With more constraining procedures, and a fast-growing jurisprudence, the dispute settlement system has, however, become significantly more legalized and consequently more complex. This, in turn, has raised the demands on the capacity of Member countries interested in engaging the system to protect or advance their trade rights and objectives. While developing countries’ participation in trade disputes has increased tremendously since the time of the GATT, most disputes are still confined to a small number of ‘usual suspects’ – countries such as the US, the EC, Canada, Brazil, India, Mexico, Korea, Japan, Thailand and Argentina. So far, 76% of all WTO disputes have been launched among this group of Members. This begs the question of engagement of other Members, and in particular of developing countries which may be facing undue trade restrictions.
Various reasons have been propounded for this lack of active engagement for the majority of the Membership. These include, a lack of awareness of WTO rights and obligations; inadequate coordination between government and private sector; capacity constraints in monitoring export trends, identifying existence of undue trade barriers and feasibility of legal challenge; financial and human resources constraints in lodging disputes, and often a lack of political will - the ‘fear factor’ - i.e., that trade preferences or other forms of assistance will be withdrawn, or some form of retaliatory action will be taken, if developing countries pursue cases against certain major trading partners. While many of these constraints need to be addressed at the national level, the current review process of the DSU also offers a potential avenue to improve the functioning of the DSU. In this respect, the absence of a remand procedure has often been highlighted as one of the areas where the system could be improved.

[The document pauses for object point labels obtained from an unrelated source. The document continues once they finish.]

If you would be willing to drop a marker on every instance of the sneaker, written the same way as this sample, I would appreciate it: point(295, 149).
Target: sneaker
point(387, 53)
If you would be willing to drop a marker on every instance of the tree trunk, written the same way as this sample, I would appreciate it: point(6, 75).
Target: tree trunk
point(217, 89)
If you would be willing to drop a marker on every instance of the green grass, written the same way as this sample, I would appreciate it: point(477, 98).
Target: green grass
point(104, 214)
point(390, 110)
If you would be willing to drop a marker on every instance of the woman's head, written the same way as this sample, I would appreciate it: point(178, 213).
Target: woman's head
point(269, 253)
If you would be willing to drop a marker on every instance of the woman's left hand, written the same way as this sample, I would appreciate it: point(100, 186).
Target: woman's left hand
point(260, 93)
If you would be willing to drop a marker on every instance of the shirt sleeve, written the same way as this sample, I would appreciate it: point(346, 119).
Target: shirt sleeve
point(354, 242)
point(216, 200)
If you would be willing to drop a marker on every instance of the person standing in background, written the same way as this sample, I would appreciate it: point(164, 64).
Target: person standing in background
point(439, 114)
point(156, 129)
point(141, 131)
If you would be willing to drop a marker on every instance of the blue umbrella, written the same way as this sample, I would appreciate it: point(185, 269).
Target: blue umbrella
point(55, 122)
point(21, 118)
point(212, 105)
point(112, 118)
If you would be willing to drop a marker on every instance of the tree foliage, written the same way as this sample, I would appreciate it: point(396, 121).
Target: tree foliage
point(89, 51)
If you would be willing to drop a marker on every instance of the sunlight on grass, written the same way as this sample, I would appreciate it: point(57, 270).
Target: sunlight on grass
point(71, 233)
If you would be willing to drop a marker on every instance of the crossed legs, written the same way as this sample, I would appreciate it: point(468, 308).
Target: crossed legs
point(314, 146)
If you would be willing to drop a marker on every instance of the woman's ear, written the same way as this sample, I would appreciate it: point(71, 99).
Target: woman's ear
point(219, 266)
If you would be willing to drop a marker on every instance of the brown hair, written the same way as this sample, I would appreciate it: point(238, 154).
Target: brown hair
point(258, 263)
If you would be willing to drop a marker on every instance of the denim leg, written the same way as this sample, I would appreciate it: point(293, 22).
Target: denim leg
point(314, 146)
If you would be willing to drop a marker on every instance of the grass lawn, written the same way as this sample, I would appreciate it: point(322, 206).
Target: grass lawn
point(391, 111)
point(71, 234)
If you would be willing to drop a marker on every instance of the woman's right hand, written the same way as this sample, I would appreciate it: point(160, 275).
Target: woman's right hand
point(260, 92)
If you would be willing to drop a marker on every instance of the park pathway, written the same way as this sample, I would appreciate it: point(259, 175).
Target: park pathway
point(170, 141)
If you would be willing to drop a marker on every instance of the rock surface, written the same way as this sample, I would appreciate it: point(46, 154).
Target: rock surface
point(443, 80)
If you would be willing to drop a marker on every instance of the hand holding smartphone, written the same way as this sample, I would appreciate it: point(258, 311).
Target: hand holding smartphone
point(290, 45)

Imagine, for instance, a poor developing country that mustered the political courage and financial resources to file a WTO complaint. While a WTO panel initially decides against it, on appeal, the Appellate Body reverses the panel ruling but, decides that it cannot come to any conclusion because of gaps in the panel’s factual record. So, after on average, one and a half years of litigation, the Member country ends up with an empty bag. This scenario can, and has, played out in the WTO arguably because of a design flaw in the DSU: the Appellate Body does not have the mandate to decide on factual questions, which sometimes means it cannot complete the analysis and resolution of a case. Yet, at the same time, the Appellate Body cannot remand a case back to the original panel, which sometimes forces a complainant to re-file a case from scratch. Consequently, in a growing number of disputes the Appellate Body has left parts of cases, or, on some occasions, entire cases, unresolved. The absence of a remand procedure can force developing country complainants to go through two full proceedings before they achieve a result. Given time and resource constraints, such re-filings subsequent to the Appellate Body finding that it “cannot complete the analysis” may simply be excluded as the money and or human resources may simply not be available for a second round of consultations, panel proceedings and Appellate Body hearings.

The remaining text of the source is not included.